In the Name of Sindoor: Justice or Revenge?

‘Mother of the Disappeared’ Artist: Mubashir Niyaz, an artist based in Kashmir 

via: https://kashmirlit.org/

The “feminist” warmongers say: we kill in the name of sindoor – the Hindu tradition of wearing a red line in one’s hair to honor the beloved. They lament the loss of that right for the two dozen widowed women who lost it in Pahalgam on April 22. They wield sindoor like a weapon– a “stand for every woman whose love was stolen.” They claim rage for “every symbol [of love] that grief has tried to erase.” They vow that terror will not silence tradition, dignity, or “the fire of a nation that remembers.”

Once again, a fire is ablaze in the name of every [Hindu] woman. 

It flares every few years – when a lucky story of terror rekindles memory. The flames are brightest when the woman lost to it is Hindu and upper-caste. Brighter still, when the beast who ignites it is Muslim. Then, time devours fire. No blaze is large enough to hold the sorrow of our women in their millions. 

This time again, sorrow feeds the flames. Another fire has flared–  on command of those who stand to gain from making beasts out of suffering men and women. This fire doesn’t mourn the countless eight-year old Asifas raped and killed in Kashmir, or the three-year old Pakistani girl murdered last night. The fire burns for the beast itself – the state. It is not the fire of a nation that remembers its people; it is the fire of a nation that refuses to see that it's burning in its own hatred. 
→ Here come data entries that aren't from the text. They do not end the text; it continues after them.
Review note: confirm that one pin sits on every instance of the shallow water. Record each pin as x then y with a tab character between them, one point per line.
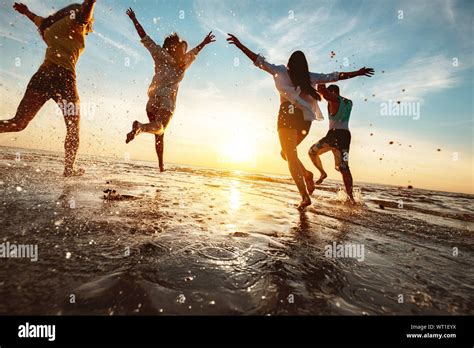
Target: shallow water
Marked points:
201	241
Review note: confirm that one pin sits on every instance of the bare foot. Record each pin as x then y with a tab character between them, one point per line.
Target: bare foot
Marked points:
309	180
135	131
71	173
305	202
321	178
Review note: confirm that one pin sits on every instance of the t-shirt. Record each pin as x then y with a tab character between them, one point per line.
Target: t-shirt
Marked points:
168	74
288	92
65	40
341	119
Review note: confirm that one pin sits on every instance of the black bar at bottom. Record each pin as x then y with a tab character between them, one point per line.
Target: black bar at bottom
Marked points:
192	331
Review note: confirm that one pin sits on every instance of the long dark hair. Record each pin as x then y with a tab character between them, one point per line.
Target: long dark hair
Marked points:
299	74
50	20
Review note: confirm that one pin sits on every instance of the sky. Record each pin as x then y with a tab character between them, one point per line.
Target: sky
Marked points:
422	53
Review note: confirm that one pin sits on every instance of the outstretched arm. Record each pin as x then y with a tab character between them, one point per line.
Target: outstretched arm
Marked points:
232	39
141	32
86	11
191	55
207	40
361	72
24	10
327	94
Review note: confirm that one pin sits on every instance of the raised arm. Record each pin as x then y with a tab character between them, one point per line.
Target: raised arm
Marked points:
327	94
86	11
191	55
141	32
257	59
24	10
207	40
361	72
232	39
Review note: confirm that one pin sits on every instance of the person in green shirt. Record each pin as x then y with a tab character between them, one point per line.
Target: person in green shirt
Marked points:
338	138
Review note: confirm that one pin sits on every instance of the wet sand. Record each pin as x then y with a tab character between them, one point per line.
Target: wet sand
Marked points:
197	241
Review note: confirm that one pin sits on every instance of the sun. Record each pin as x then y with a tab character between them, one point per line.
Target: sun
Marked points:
238	150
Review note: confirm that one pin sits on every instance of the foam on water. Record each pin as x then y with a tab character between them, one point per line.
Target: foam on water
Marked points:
203	241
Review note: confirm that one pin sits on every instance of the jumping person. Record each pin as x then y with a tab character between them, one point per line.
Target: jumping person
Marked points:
298	108
64	34
338	138
171	62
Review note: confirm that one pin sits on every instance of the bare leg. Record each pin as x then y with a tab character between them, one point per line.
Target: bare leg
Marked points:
343	167
71	143
288	140
347	177
29	106
314	154
159	145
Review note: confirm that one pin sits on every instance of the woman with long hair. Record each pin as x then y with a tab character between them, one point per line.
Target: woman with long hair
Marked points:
171	62
64	34
298	107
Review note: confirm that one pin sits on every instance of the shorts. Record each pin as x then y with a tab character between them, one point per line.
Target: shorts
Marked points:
291	117
339	141
55	82
160	109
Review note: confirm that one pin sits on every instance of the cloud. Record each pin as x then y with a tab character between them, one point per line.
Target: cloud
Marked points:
124	48
419	76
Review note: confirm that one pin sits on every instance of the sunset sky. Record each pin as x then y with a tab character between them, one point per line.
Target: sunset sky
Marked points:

If it is in the name of sindoor that they kill, then let us mourn not only the lives lost in Kashmir and Pakistan, but also our Hindu faith—which teaches that the world is one family (vasudhaiva kutumbakam)—and our feminism, which calls us to stand with women and not for borders.

We must ask ourselves: what do we want—justice or revenge? And if it’s justice, then for whom? If revenge, then against whom? 

Has the word “terrorist” ever been used without vilifying a people—and justifying state-sponsored violence against them? Has national outrage inspired by the t-word ever produced anything remotely just? 

The word is everywhere again, this time in the wake of the deadly attack in Pahalgam. Within hours of the attack, group chats and socials lit up with fellow Hindus proclaiming their heartbreak and rage. My heart aches too for the families who lost loved ones. But no more than it breaks for the Indian Muslims attacked in the aftermath, for the 1,500+ Kashmiris detained almost overnight, or for the millions of Pakistanis now facing the threat of collective punishment as India suspends the Indus Waters Treaty and bombs Pakistan

The Pahalgam attack was an act of terror– no question. But to fellow Hindus, I ask: what of the terror of the Indian state? What of the thousands of Kashmiris killed, disappeared, or indefinitely detained? What about the occupation that has turned ‘paradise on earth’ into one of the most heavily militarized zones in the world? 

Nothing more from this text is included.